China's media have launched a nationwide hunt for a glamorously dressed woman who has been photographed apparently crushing a kitten to death with her stiletto heels.

Gruesome pictures, which first appeared on a website, have been reproduced in recent days in many newspapers. In the first picture, the woman, wearing a cocktail dress with a leopard-print top and black skirt, caresses a tortoiseshell kitten lovingly. Then she puts it on the ground, looks at it - and lowers a stiletto heel on to its head.

The woman puts a kitten on the floor before apparently killing it

The subsequent images are graphic and deeply disturbing. The last photograph shows the woman staring into the distance with a questioning look on her face.

Reporters and amateur sleuths are now trying to find the woman, while media outlets have been flooded with readers' suggestions of what should be done to her.

The location for the sequence has been identified from a stretch of water in the background as being Hangzhou, a picturesque city south-west of Shanghai. A trace on the original website also led there, and the mystery woman has been dubbed "the kitten killer of Hangzhou".

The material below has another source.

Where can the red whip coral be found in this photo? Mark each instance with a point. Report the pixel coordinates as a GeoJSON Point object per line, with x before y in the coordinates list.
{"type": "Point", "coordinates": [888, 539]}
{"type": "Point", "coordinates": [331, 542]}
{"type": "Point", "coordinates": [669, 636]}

Some newspapers then came up with a new twist - linking the pictures to an international community of animal sadists and fetishists. One website said the sequence was well-known in Japan, where it started life as an advertisement for a brand of stiletto shoes, and identified the woman as a model.

But attention returned to China when an internet surfer came across a 37-year-old woman from Hubei province with the internet identity "Gainmas". She had registered a website in Hangzhou and - the ultimate evidence - had bought a pair of stilettoes on eBay last year.

She was also registered with QQ, a popular Chinese message service, where she wrote of herself: "I furiously crush everything to do with you and me."

Before her QQ address went dead, its owner had several conversations. In one, she is coy, saying "So what?" when asked if the pictures are of her, and then, when asked again, replying: "In theory."

When confronted by a reporter, she became defensive, saying: "Suddenly hundreds of people are on my QQ and cursing me. What's the problem if I crush cats? It's a type of experience. You wouldn't understand."

He Yong, a Beijing representative of the International Fund for Animal Welfare, said the angry response to the pictures had been heartening.

"We are still trying to confirm who it is in the pictures and where it is," he said. "The embarrassing thing is that there are no available laws in China governing this type of misbehaviour.

"We are trying to draft an open letter to the authorities asking for the possibility of creating an animal welfare law."